MicroRNA-145 is a potential prognostic factor of scirrhous type gastric cancer
- Authors:
- Published online on: July 16, 2014 https://doi.org/10.3892/or.2014.3333
- Pages: 1720-1726
Abstract
Introduction
Gastric cancer (GC) is one of the most common malignancies worldwide. In particular, scirrhous type GC, composed mainly of a diffusely infiltrating type of poorly differentiated GC cells, forms a Borrmann type 4 lesion and is characterized by highly metastatic potential and rapid proliferation (1–3). Histologically, scirrhous type GC shows diffuse infiltration into the gastric wall with extreme stromal fibrosis (1–3). Transforming growth factor-β (TGF-β), produced by cancer cells, activates stromal fibroblasts to produce various growth factors and stimulates collagen synthesis in scirrhous type GC (4–5). Growth-promoting factors from peri-tumoral fibroblasts also contribute to the progression of scirrhous type GC (3). Furthermore, increasing matrix rigidity may cause proliferation, and interstitial pressure created by fibrosis in the cancer stroma may interfere with drug delivery to cancer cells (6–9). Reflecting such characteristics, scirrhous type GC carries an extremely poor patient prognosis in comparison with other types of GC. Therefore, enhanced knowledge of the pathological and biological basis of scirrhous type GC may lead to improved diagnosis and treatment.

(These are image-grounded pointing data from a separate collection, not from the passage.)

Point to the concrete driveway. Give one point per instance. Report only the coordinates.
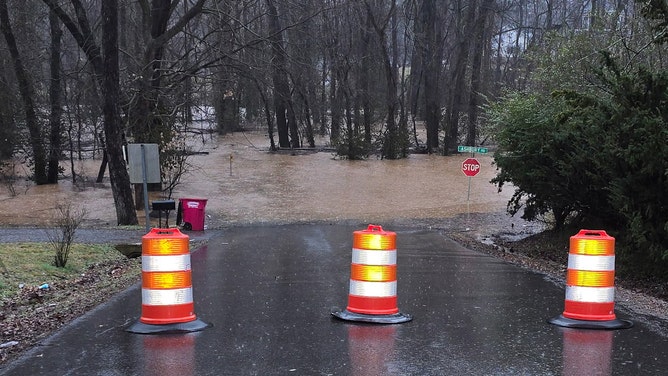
(268, 292)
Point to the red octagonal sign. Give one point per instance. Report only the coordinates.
(471, 167)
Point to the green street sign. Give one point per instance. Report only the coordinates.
(471, 149)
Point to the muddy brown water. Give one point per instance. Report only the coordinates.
(244, 183)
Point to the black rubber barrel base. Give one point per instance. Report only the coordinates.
(396, 318)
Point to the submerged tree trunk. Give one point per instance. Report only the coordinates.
(285, 118)
(118, 175)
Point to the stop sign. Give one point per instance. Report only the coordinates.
(470, 167)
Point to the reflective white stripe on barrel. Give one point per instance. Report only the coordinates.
(166, 297)
(165, 263)
(373, 289)
(590, 294)
(374, 257)
(591, 263)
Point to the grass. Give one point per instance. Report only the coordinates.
(31, 264)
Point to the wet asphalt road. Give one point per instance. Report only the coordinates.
(268, 292)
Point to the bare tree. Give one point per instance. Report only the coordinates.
(27, 97)
(107, 75)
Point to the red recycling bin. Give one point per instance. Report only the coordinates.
(191, 213)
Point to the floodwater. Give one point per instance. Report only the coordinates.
(244, 183)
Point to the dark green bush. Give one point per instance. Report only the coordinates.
(597, 158)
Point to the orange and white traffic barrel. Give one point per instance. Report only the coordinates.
(373, 279)
(590, 283)
(167, 296)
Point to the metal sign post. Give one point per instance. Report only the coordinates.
(144, 168)
(470, 168)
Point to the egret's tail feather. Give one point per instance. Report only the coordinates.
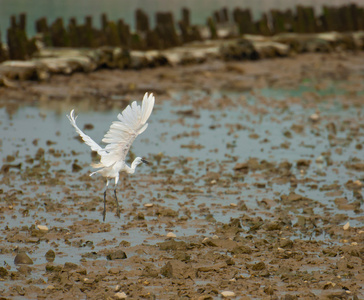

MicroRNAs (miRNAs) are small non-coding RNAs of 19–25 nucleotides in length that play important regulatory roles in post-transcriptional repression (10,11). Through inhibition of target gene translation, miRNAs are involved in a wide range of cellular processes. Aberrant miRNA expression is found in a variety of cancers, suggesting novel roles as oncogenes or tumor-suppressor genes depending on the function of the target genes (12). Previously, we performed miRNA microarray analysis and identified several miRNAs that are significantly upregulated in scirrhous type GC (13). Among them, we reported that miR-143 regulates collagen type III expression to contribute to interstitial fibrosis and the poor prognosis of scirrhous type GC (13). It has been shown that miR-143 and miR-145 have a number of common features (14–16). It is well known that their expression is mediated by the same promoter and is induced by TGF-β signaling (15), and they work cooperatively in the regulation of vascular smooth muscle cell differentiation (16). miR-145 was picked up as the second highest miRNA after miR-143 in our miRNA microarray analysis of scirrhous type GC (13). However, no reports, to our knowledge, have focused on the role of miR-145 in scirrhous type GC.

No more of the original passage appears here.